Regular Website Backups: Don’t Call It Paranoia, Call It Website Security

A website backup is easy to ignore until your organization’s website suddenly stops working.

Regular backups are one of the simplest ways to protect your site from data loss, security issues, and those delightful little “why is the website broken?” moments nobody asked for.

Without backups, one bad update or security issue can turn into hours of stress. In the worst cases, your team may need to rebuild lost content by hand.

Backups will not stop every problem. That’s what updates, monitoring, secure hosting, and smart maintenance help with. But, they do give you a way to recover when your website decides to make things interesting.

In this guide, we’ll explain what website backups include, how websites are backed up, how to back up your WordPress website, and how to restore a website from a backup.

What Is a Website Backup?

A website backup is a saved copy of the files, database, media, settings, and code that make your website work.

Depending on the website platform you use, a full backup may include:

  • Website files, such as themes, templates, images, documents, and code
  • Your database, including pages, posts, user data, form entries, settings, and content
  • Plugins, modules, extensions, or custom functionality
  • Configuration files
  • Uploads and media libraries
  • A website backup archive that stores a snapshot of your website at a specific point in time

For WordPress, a complete WordPress backup should include both your site files and your database. If you only back up one part, you may not have enough to restore the full site.

Think of it like saving your work before making a major change. Except the “work” is your public-facing website, content, forms, user pathways, and years of website history.

Why Website Backups Matter for Data Security

Backups aren’t usually the exciting part of website maintenance.

But, they’re one of the most practical.

A good backup system helps protect your organization from data loss, downtime, security incidents, and expensive rebuilds. It also gives your team a clear path to recover important components of your website when something breaks.

1. Backups Protect You From Data Loss

Websites can lose data for many reasons.

A team member may delete the wrong page. Plugin updates may break part of the site. Malware may damage files. A hosting issue may take the site offline. Or, a database may become corrupted.

These problems happen more often than most teams think.

If you ignore regular website backups, your recovery process will get slower and more stressful.
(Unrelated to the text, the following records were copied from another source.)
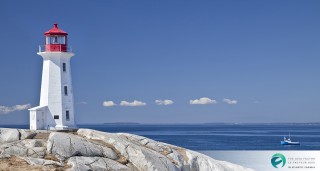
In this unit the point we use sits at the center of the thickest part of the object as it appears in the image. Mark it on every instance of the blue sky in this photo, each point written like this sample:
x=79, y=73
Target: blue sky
x=249, y=61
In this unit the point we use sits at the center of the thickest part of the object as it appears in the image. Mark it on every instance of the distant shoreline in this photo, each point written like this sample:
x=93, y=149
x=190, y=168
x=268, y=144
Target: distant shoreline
x=136, y=123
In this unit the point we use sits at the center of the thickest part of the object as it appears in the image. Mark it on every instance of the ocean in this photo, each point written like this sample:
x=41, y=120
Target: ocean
x=204, y=137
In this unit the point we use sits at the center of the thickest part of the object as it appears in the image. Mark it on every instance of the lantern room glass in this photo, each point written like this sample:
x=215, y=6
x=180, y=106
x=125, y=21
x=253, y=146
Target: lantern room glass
x=55, y=40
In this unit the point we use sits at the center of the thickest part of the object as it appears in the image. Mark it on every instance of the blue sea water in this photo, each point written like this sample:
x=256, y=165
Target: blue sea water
x=201, y=137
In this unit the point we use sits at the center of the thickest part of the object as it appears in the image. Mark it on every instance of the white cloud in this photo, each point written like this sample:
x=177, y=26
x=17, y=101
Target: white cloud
x=134, y=103
x=256, y=101
x=229, y=101
x=83, y=103
x=108, y=104
x=5, y=109
x=163, y=102
x=203, y=100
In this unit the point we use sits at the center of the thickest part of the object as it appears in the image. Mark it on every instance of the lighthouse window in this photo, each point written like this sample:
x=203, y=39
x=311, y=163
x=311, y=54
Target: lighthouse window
x=55, y=40
x=48, y=40
x=67, y=115
x=65, y=90
x=64, y=67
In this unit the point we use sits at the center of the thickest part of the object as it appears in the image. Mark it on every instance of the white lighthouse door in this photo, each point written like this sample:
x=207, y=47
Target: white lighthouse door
x=41, y=120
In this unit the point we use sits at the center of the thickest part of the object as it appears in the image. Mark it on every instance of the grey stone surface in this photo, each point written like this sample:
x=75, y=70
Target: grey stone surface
x=8, y=135
x=41, y=162
x=24, y=148
x=95, y=163
x=65, y=145
x=26, y=134
x=94, y=150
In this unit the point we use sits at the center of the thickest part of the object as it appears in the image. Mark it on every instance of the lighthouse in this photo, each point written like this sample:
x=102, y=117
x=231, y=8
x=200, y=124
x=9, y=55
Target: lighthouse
x=56, y=108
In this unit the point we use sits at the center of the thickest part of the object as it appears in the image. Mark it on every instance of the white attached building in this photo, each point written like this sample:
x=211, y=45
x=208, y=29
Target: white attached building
x=56, y=109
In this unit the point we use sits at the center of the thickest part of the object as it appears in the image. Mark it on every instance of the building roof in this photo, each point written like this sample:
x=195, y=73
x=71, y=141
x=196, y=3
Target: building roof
x=55, y=31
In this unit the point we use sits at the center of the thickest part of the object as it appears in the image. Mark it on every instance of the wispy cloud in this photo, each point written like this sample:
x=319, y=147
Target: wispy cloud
x=256, y=101
x=6, y=109
x=229, y=101
x=82, y=103
x=108, y=104
x=203, y=101
x=133, y=104
x=164, y=102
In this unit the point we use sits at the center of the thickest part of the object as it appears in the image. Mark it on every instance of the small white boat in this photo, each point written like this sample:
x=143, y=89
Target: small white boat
x=287, y=141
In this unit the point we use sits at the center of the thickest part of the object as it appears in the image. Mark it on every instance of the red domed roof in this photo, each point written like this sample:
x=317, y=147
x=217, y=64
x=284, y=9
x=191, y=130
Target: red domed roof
x=55, y=31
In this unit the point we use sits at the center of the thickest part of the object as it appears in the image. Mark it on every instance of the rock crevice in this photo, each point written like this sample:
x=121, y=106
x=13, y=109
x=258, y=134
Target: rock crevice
x=94, y=150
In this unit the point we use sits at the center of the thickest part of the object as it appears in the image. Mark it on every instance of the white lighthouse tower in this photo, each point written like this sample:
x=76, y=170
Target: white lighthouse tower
x=56, y=109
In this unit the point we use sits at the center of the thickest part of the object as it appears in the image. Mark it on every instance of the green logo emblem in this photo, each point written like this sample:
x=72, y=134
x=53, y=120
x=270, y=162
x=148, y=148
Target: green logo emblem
x=278, y=159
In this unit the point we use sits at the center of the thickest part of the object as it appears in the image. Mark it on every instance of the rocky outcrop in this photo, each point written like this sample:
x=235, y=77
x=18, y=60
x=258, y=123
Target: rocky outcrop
x=94, y=150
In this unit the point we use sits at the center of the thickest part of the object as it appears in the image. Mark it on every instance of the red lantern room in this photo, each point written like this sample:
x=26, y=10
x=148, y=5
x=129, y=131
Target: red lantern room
x=56, y=40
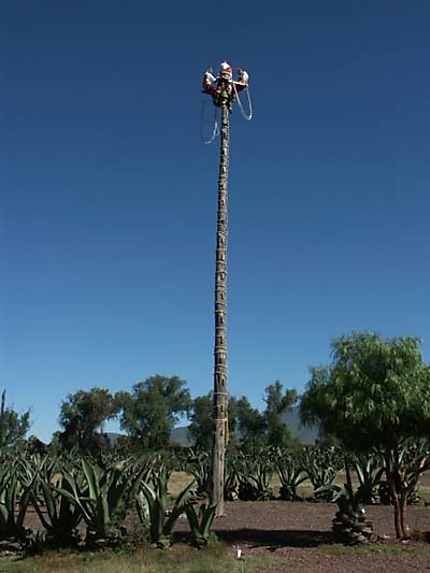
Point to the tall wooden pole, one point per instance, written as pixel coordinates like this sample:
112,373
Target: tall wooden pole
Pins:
220,350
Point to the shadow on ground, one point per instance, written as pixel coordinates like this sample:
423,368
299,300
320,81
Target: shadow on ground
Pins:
272,539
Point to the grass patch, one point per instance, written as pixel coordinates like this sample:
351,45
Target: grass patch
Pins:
179,559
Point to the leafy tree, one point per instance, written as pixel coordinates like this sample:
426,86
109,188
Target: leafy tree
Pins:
200,429
249,429
277,403
13,426
150,411
82,416
374,394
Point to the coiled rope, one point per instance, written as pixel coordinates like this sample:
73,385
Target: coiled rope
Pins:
247,116
203,122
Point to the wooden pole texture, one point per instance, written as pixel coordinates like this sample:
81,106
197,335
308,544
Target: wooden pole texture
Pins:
220,410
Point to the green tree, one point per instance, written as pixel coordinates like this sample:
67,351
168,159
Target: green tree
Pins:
201,427
82,416
245,423
13,426
278,402
374,394
149,413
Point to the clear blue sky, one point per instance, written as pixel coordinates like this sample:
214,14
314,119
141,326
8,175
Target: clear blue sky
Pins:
108,195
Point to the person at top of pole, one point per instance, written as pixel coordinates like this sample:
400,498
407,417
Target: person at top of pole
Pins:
225,71
208,81
243,81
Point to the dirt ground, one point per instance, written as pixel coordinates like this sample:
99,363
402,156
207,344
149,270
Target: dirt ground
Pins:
297,537
278,536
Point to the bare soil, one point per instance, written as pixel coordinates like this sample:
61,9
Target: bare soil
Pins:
297,537
279,536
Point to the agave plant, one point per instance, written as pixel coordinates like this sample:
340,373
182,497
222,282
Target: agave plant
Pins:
98,494
152,504
58,513
16,483
200,521
291,475
321,466
369,471
199,466
351,525
254,475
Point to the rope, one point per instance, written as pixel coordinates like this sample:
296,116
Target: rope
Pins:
247,116
203,121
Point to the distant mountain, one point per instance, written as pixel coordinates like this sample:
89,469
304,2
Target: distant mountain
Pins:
292,420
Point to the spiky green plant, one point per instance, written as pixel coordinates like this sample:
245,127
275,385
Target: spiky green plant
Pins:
58,513
351,525
291,474
254,476
200,521
153,510
98,493
321,466
369,471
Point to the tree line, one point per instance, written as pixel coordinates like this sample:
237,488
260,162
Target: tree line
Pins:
373,395
148,413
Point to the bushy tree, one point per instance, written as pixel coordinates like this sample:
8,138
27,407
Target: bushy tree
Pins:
82,416
374,394
278,402
13,426
249,429
149,412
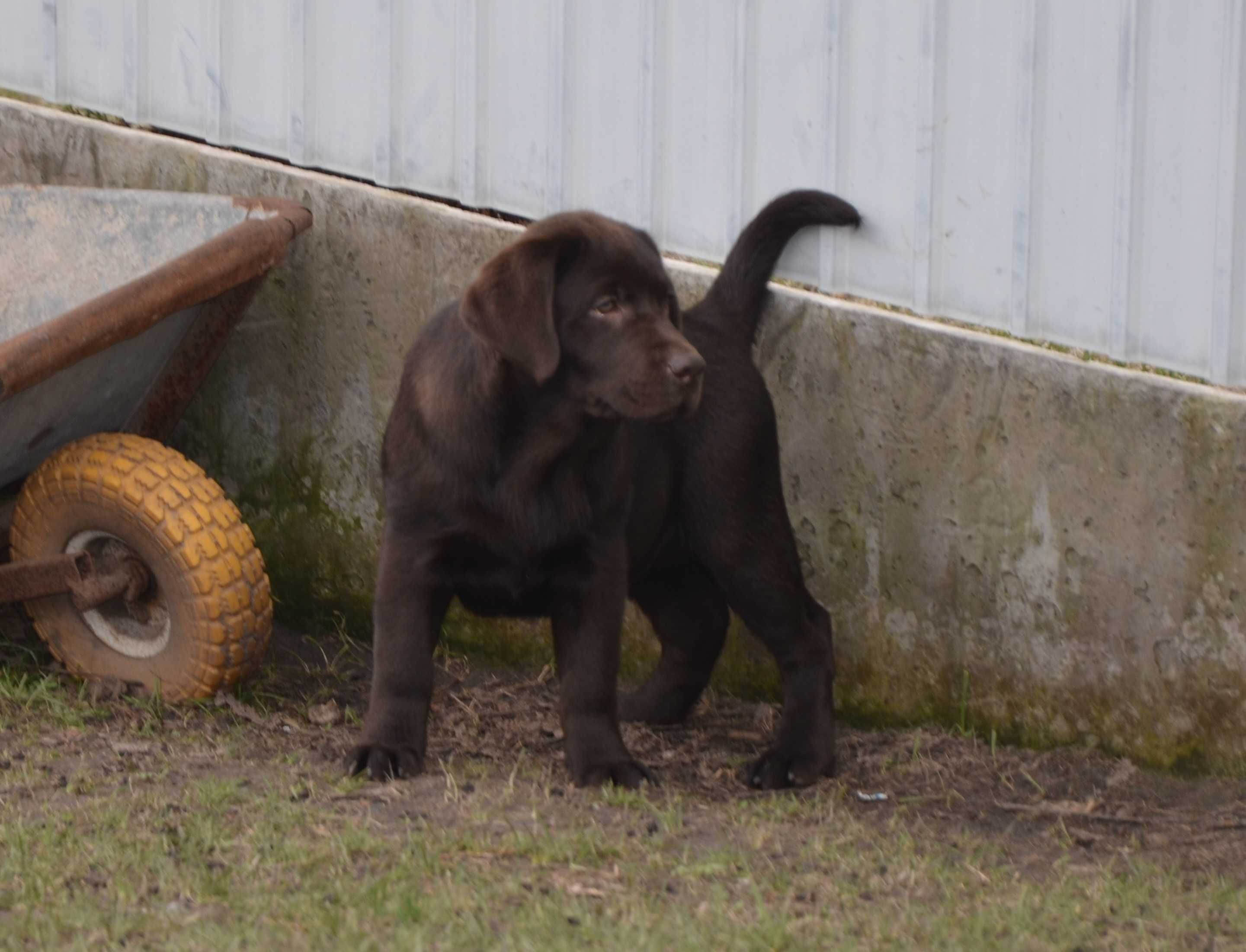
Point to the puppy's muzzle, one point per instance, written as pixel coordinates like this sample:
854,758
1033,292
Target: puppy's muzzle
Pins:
688,369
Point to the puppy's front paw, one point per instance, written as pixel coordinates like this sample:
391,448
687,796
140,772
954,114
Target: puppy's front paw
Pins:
779,769
622,773
385,763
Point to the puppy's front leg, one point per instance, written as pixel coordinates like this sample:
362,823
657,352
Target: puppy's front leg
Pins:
587,621
407,623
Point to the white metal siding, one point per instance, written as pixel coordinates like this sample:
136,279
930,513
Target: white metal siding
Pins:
1064,170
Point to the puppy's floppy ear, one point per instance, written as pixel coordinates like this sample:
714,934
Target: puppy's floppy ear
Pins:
510,306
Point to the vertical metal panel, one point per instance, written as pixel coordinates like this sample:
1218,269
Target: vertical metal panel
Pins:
879,161
606,112
1176,197
183,89
696,141
255,75
296,65
975,141
1238,314
1067,170
1076,160
340,85
468,124
518,88
424,96
383,88
1227,185
787,126
22,47
90,64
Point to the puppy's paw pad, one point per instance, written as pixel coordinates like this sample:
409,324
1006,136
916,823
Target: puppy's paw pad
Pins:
780,770
385,763
622,773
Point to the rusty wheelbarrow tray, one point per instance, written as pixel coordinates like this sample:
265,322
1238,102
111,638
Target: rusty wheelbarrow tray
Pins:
114,307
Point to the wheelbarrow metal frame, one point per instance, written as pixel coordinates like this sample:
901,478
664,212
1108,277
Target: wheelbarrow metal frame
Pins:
225,272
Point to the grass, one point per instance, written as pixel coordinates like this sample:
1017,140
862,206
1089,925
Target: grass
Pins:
141,825
220,864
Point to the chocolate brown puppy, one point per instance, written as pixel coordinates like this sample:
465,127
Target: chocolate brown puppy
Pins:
546,458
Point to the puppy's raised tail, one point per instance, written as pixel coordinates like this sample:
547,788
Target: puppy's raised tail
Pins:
739,292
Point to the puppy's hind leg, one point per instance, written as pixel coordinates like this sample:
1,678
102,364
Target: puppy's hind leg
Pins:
407,622
689,616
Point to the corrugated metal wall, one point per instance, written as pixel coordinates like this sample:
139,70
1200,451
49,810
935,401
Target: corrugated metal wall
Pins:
1070,170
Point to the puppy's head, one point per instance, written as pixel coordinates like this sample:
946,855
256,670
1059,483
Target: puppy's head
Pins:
586,301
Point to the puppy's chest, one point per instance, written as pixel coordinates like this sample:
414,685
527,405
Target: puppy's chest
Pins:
495,579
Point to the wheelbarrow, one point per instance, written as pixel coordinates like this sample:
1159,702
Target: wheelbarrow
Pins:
131,561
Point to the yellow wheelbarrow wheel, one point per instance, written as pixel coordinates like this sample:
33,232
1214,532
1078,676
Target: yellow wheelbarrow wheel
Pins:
205,616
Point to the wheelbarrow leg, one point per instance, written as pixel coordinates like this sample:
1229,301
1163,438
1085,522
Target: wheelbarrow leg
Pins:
40,577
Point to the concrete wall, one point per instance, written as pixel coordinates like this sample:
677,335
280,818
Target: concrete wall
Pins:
1057,548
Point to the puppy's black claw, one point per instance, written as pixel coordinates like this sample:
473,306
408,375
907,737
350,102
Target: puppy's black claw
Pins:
627,774
777,770
385,763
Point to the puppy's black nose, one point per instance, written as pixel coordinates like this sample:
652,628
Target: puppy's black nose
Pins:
687,365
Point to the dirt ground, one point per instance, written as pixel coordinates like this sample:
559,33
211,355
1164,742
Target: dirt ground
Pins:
1035,805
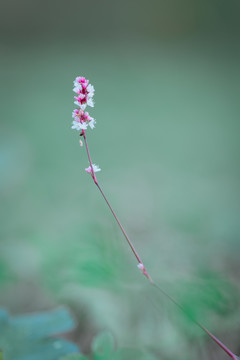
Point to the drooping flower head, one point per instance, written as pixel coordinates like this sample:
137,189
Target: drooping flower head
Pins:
84,91
82,120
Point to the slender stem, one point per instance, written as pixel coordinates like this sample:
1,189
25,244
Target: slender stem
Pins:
144,271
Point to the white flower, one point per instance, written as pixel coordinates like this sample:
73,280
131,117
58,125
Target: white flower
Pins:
90,102
96,168
82,106
92,123
78,125
90,90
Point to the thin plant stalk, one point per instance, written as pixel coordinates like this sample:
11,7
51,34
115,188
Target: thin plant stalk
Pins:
142,267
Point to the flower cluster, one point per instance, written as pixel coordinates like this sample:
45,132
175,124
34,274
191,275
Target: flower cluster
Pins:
85,92
96,168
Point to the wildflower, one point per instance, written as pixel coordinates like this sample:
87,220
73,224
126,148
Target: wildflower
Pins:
95,169
84,91
82,120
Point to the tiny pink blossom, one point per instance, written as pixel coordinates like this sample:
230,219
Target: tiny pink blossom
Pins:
95,169
85,92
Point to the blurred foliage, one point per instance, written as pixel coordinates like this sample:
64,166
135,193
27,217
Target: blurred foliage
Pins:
167,138
30,337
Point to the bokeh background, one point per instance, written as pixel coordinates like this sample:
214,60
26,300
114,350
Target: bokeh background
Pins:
166,75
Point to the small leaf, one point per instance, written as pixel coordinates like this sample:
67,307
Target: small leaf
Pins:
103,346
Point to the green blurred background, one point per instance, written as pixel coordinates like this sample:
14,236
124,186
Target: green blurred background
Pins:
166,75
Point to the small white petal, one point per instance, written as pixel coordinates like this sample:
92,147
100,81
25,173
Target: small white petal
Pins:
82,106
92,123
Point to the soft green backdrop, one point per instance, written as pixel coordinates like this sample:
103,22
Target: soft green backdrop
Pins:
167,139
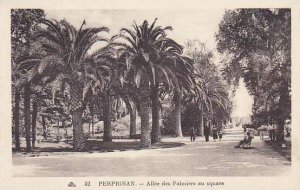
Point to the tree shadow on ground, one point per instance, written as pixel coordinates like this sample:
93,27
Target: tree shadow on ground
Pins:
92,146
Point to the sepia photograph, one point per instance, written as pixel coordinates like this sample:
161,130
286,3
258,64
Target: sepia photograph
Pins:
178,95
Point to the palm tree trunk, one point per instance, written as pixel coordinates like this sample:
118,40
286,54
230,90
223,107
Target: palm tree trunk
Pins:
34,118
44,127
92,113
145,111
107,136
133,121
79,143
76,108
201,124
16,119
132,113
27,116
177,114
156,133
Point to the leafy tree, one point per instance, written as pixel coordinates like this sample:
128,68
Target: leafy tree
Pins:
208,98
152,56
257,44
60,54
22,22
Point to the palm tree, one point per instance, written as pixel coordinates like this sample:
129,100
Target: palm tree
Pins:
149,52
60,52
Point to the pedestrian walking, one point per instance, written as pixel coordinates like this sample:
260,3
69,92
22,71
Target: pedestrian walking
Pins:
220,133
193,134
215,133
206,133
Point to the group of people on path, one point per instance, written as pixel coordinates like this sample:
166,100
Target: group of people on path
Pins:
216,133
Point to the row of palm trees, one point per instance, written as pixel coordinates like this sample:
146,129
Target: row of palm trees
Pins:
84,68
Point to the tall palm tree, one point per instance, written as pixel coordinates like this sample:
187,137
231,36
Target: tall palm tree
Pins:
61,52
149,52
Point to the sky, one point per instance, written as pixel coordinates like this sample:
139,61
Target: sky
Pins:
187,25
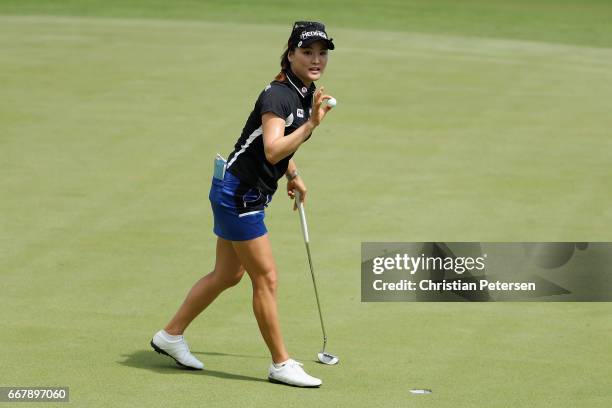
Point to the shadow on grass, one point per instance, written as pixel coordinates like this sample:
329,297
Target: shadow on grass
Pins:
215,353
150,360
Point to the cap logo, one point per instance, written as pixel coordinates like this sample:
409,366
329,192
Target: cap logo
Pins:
317,33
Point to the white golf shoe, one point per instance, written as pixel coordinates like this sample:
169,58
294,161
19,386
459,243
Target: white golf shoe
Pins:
177,349
292,373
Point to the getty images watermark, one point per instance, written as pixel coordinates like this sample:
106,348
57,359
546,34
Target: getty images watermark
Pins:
474,271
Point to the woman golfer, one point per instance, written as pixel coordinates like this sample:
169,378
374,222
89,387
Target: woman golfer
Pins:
285,115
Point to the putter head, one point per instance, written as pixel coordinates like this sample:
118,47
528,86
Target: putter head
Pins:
327,358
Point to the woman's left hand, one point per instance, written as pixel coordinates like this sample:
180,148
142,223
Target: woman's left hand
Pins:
296,184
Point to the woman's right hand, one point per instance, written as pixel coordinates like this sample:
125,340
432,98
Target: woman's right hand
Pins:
318,112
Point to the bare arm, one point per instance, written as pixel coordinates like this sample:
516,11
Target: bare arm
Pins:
277,146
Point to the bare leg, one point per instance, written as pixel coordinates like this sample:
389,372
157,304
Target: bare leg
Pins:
256,256
227,273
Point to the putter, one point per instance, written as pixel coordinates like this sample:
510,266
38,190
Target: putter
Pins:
324,357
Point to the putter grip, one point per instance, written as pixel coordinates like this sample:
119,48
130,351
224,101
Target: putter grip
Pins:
302,216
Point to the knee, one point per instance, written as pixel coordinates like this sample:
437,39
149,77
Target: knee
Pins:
266,281
227,279
234,279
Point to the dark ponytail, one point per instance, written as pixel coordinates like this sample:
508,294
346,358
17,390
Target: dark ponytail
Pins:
285,65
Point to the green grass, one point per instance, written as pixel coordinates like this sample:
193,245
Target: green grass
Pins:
565,21
108,127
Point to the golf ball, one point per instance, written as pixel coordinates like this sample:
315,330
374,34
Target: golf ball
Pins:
331,102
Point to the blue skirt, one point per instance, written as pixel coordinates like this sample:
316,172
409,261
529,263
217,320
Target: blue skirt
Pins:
238,210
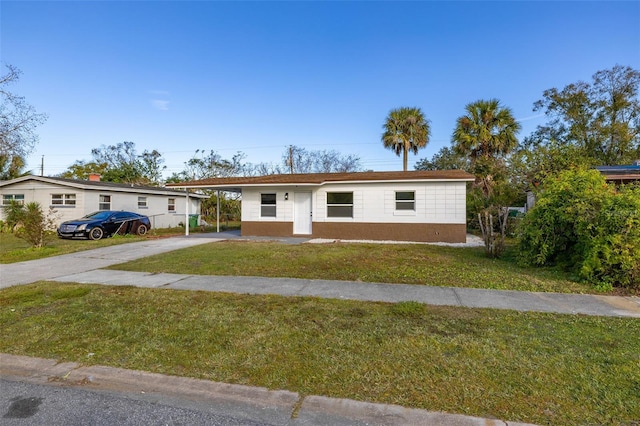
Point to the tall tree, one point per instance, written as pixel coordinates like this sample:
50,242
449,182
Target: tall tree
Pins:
601,119
406,129
210,165
300,160
445,159
485,134
18,121
120,163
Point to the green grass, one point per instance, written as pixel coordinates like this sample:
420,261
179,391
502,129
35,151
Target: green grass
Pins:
388,263
528,367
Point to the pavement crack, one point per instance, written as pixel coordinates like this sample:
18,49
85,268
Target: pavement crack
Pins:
297,407
458,299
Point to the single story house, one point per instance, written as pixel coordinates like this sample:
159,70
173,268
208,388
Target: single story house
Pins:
427,206
72,198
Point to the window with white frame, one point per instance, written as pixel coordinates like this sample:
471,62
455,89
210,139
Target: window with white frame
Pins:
339,204
405,200
105,202
8,198
268,205
63,200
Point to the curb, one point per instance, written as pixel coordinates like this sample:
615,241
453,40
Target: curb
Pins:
259,404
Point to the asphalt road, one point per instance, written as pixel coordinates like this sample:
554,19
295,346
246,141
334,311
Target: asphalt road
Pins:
24,404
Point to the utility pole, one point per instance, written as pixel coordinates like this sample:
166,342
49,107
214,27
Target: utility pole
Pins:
291,159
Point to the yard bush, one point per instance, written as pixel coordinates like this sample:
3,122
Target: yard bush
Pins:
30,223
588,226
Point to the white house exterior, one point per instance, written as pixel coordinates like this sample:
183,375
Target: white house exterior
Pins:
72,199
427,206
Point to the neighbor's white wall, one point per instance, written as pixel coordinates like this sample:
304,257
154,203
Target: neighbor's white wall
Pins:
87,201
436,202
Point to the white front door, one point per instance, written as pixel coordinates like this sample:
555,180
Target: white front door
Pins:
302,213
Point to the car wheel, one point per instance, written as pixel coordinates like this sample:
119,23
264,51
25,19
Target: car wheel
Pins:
96,233
142,229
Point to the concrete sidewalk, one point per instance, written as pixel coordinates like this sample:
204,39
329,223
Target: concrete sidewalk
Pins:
85,267
350,290
291,408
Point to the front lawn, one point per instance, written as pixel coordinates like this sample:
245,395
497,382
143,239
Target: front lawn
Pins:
387,263
529,367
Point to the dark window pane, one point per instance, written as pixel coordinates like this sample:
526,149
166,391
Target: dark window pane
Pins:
402,196
340,198
340,211
268,211
405,205
267,198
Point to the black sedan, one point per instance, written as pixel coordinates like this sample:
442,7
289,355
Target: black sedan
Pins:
105,224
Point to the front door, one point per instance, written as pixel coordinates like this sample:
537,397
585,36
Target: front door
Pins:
302,213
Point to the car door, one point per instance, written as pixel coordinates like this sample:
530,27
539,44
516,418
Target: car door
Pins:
116,222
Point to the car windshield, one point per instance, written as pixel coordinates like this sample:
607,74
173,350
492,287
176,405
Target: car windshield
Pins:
98,215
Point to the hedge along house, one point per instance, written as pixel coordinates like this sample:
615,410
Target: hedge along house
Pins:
72,198
426,206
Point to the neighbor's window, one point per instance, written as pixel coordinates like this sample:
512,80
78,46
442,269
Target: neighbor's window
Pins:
105,202
268,205
339,204
405,200
63,199
8,198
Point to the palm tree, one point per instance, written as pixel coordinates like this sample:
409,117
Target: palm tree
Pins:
406,129
488,131
485,135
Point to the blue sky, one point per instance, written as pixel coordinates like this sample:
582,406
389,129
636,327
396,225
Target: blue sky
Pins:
256,77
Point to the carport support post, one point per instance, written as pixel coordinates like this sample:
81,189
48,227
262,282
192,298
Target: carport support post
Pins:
186,213
218,212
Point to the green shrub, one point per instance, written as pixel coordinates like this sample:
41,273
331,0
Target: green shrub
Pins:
30,223
586,225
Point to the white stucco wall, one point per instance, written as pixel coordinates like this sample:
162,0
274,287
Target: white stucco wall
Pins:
435,202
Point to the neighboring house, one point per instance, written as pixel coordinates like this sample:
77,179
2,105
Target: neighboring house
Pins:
621,174
428,206
73,198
Causing your team to recreate content, rebuild pages, or bring in emergency technical support, who can’t always guarantee that everything can be recovered.

2. Backups Help Reduce Downtime

Downtime creates real problems.

For a nonprofit, downtime can interrupt donations, volunteer signups, or access to important resources.

For a university or public sector organization, downtime can make critical information harder to find.

For a professional services firm, downtime can shake people’s trust when they’re trying to evaluate your expertise.

Regular website backups help reduce downtime by giving your technical team a working version of the site to restore. The faster you can recover, the faster your website can get back to doing its job.

3. Backups Support Your Website Security Plan

A backup doesn’t replace website security.

You’ll still need secure hosting, software updates, monitoring, strong passwords, access controls, and regular maintenance.

But website security and backups work best together. Security tools help prevent problems. Backups help you recover when something still goes wrong.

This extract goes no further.